En cas de dysfonction ventriculaire gauche asymptomatique, les IEC sont la seule
thérapeutique recommandée et doivent également être prescrits à posologie
optimale.
B - Bêtabloquants
Les bêtabloquants sont la seconde thérapeutique incontournable et doivent être
associés systématiquement avec les IEC. Leur efficacité en matière de réduction de
morbi-mortalité a é démontrée dans les classes II et III mais aussi dans
l’insuffisance cardiaque sévère de classe IV stable (ils ne peuvent pas être introduits
tant que des signes de surcharge hydrique persistent). Ils doivent être prescrits chez
des patients encore symptomatiques malgré l’IEC à dose optimale. La posologie sera
également optimale. Elle est débutée à faible dose puis doublée par palier toutes les
2 semaines. L’étude SENIORS a confirmé l’intérêt de cette classe chez les sujets
âgés.
Chez les patients asymptomatiques, les bêtabloquants n’ont démontré d’intérêt que
dans la dysfonction ventriculaire post-infarctus et doivent donc être réservés aux
patients coronariens.
Pour l’instant, il n’a jamais été démontré qu’il puisse y avoir une efficacité identique
lorsque le bêtabloquant est prescrit chez un patient ne recevant pas d’IEC.
C - Diurétiques
Les diurétiques sont incontournables chez les patients symptomatiques afin de
réduire la surcharge hydrique. Ils améliorent les symptômes cliniques, la tolérance à
l’effort et la qualité de vie.
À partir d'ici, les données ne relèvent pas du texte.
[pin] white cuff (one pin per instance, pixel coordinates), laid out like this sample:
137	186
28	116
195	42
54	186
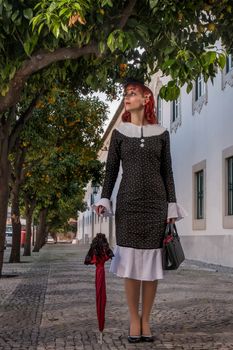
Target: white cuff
176	211
105	202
Toutefois, du fait de la stimulation neuro-hormonale
délétère induite à long terme, leur posologie doit être progressivement réduite à la
posologie minimale permettant de maintenir la stabilité hémodynamique chez des
patients recevant un IEC et un bêtabloquant. Il faudra éventuellement moduler cette
posologie afin de privilégier l’association IEC-bêtabloquant si des problèmes de
tolérance tensionnelle ou rénale existent.
Toutes les classes de diurétiques peuvent être utilisées. Un problème
d’accoutumance aux diurétiques de l’anse peut s’instaurer et l’association avec un
diurétique thiazidique peut alors être bénéfique car synergique. Il sera alors impératif
d’envisager une surveillance biologique rénale étroite.